1. 6k (which i know reasonably well) is delightful and although it was clearly written with corea in mind, it would've sounded great with crispell too. did it get revived? any ideas?

2. 6j (which i have never fully replayed) is a long one, long and complex and multipartite, and i really wasn't paying any sort of attention not on this occasion. so i have nothing to say about it..!

3. 6a... heh, to think that this was such a "curve ball" on the session, beyond my capacity to classify correctly at the time, couldn't even follow it clearly at first. i mean, why? but then i have heard and heard it, since then, in any number of different versions, this being for years a core canon piece in live contexts. but none are necessarily better than this one, which i've heard the most times also... it was playlisted of course, back in the day (that database long since corrupted alas)

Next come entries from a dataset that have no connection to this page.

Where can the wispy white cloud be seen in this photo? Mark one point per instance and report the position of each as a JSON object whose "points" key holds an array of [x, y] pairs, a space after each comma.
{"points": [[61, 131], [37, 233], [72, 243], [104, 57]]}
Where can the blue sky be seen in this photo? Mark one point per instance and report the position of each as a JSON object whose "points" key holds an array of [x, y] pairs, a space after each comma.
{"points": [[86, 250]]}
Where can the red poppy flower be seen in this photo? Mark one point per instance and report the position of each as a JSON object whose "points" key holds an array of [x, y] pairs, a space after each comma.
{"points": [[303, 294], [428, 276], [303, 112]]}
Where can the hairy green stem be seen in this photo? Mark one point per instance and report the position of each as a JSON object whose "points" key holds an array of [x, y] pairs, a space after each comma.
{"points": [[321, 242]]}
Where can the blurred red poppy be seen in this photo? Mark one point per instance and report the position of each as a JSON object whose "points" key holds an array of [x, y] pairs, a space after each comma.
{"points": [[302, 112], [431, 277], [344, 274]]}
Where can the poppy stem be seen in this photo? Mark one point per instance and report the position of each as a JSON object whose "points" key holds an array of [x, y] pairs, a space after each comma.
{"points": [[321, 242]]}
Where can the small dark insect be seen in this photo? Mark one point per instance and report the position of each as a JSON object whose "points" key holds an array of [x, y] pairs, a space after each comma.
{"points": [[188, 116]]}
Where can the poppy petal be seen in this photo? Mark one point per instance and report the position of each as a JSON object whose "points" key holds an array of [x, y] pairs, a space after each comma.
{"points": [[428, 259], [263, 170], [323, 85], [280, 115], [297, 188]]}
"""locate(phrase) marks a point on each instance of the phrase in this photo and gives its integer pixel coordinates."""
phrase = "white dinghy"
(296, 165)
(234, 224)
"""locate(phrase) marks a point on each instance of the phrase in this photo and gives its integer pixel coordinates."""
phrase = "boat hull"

4. i deliberately backed off a discreet distance this time from the mighty comp. 22 - fireworks and all - remembering how emotionally rending it can be if lived bar-by-bar - which i managed in the session and vividly recall even now... much of it still came through, and some of the later sections still sounded very violent and traumatic even without the "ear-lenses" on... man, it's weird now to hear b. playing soprano as such, they were getting that one wrong for years to come on album sleeves (and many of my references to soprano playing in early braxtothon entries will be accordingly incorrect i would guess), but in this case it really is soprano sax, only four times, as specified. now... hmmm, could we not get this piece replayed with some other guys before it's all too late../ messrs. parker and coxhill spring to mind of course... perhaps mr rothenberg... if none of the other south chicago alumni... perhaps one version without and one entirely with those guys? let's not forget, the pages can be arranged in any order so it would never sound the same twice... c'mon, let's see if we can't get something like that off the ground... extraordinary possibilities in this extremely beautiful piece, and with enough focussed attention the spectre of steve lacy would surely bless and attend {{{***}}}

* see comments

1 comment:

centrifuge said...

1. back in the day, i used to put * next to the opus numbers to indicate that the system itself was not yet in use. the piece would ONLY have been known if at all by its diagram. i eventually abandoned this convention as you can see :)

2. the hell shd i know? heh (instinct says it probably *isn't* unique)

3. there is actual catholic programming in my family... so, if i've used their expressions before on this blog i don't wish to use them again! not without a "deliberate typo" to let you know i don't buy into it. disclaimer over ;-)

4. he didn;pt say best album as such. what he did say, see for yourself but it boils down to the same thing.